Sex-related variations

Although the Illumina data did not reveal genomic variations in hnRNP Q-like B related to sex, genomic-qPCR detected one B− female individual with a high GDR value similar to the values for both B+ males and B+ females. This female genome likely shares genomic blocks with the B chromosome. B chromosomes and sex chromosomes are somehow correlated and represent one of the most astonishing characteristics of B chromosomes (for review, Martins et al. 2011). B chromosomes are female-specific in Lithochromis rubripinnis (cichlids of Lake Victoria, East Africa), and crosses demonstrated that the presence of B leads to a female-biased sex ratio (Yoshida et al. 2011). However, B chromosomes have been associated with both males and females in 12 other cichlid species in Lake Victoria, including A. latifasciata (Poletto et al. 2010a, 2010b; Yoshida et al. 2011; Kuroiwa et al. 2014). B chromosomes were also inferred only in females among seven species in Lake Malawi (East Africa) cichlids (M. lombardoi, M. zebra “Boadzul,” M. zebra “Nkhata Bay,” Metriaclima greshakei, Metriaclima mbenji, Labeotropheus trewavasae, and Melanochromis auratus) (Clark et al. 2017). The correlation between B chromosomes and females may reflect a drive mechanism that acts during female meiosis, suggesting that the B chromosome has a higher fitness in females (Clark et al. 2017).
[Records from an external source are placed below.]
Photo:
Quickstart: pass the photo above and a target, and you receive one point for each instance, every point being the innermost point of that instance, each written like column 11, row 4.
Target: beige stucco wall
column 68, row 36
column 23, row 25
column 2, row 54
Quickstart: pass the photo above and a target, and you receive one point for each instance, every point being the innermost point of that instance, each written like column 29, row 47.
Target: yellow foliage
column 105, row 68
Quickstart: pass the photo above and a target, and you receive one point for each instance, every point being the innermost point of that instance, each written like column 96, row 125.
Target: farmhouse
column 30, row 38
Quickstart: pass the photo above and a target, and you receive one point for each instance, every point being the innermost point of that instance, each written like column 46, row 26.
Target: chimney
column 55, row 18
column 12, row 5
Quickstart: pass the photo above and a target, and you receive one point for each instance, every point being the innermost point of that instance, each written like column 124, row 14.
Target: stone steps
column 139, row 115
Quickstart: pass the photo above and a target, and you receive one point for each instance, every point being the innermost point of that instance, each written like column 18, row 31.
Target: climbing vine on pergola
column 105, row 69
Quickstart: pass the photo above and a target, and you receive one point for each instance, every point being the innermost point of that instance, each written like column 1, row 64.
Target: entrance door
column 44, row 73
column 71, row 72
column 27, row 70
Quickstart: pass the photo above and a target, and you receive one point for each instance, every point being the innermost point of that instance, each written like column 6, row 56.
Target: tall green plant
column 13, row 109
Here, we observed that the expression in samples with the same gender-genetic background (excluding the possibility of expression variation that is sex-related) was higher in B+ females compared to B− females; however, this differential expression was not observed in both analyzed exons in the three collected tissues. The only case in which B presence did not reflect high expression in all tissues or exons was in the male B+ vs. male B− comparison. The differential expression of hnRNP Q-like transcripts between the testis and ovaries may be associated with the regular effect of such genes on the physiology of the gonads, as observed for other hnRNP genes (Shao et al. 2012). Transcriptional variation linked to B chromosome and sexual phenotype was previously detected for the BncDNA repetitive element in A. latifasciata (Ramos et al. 2017).
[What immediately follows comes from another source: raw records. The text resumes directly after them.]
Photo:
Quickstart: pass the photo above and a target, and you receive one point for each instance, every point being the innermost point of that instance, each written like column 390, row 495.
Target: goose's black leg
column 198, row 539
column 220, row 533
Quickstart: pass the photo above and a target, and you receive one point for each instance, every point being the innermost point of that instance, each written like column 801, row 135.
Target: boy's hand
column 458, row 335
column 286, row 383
Although B and sex chromosome association has been described for various species, their relationship to each other is still poorly understood and needs further investigation. The effects of B chromosomes in sex determination remains unclear, but these results suggest that the female genome and B chromosomes may share similar genomic segments containing the hnRNP Q-like gene.

Conclusion

Retrotransposition contributes to B chromosome constitution. Although B-specific chromosome retrocopies are not transcriptionally active, the canonical hnRNP Q-like B copies, with additional transcripts of the gene, could influence cell functions. Moreover, the exon copy number variation, differential regulation of B chromosome exons, and female B+ differential expression suggest that B retrocopies may have assumed many gene functions during their evolutionary history. Thus, B chromosomes could be relevant to cell biology rather than the classical parasitism related to their perpetuation during cell and individual generations.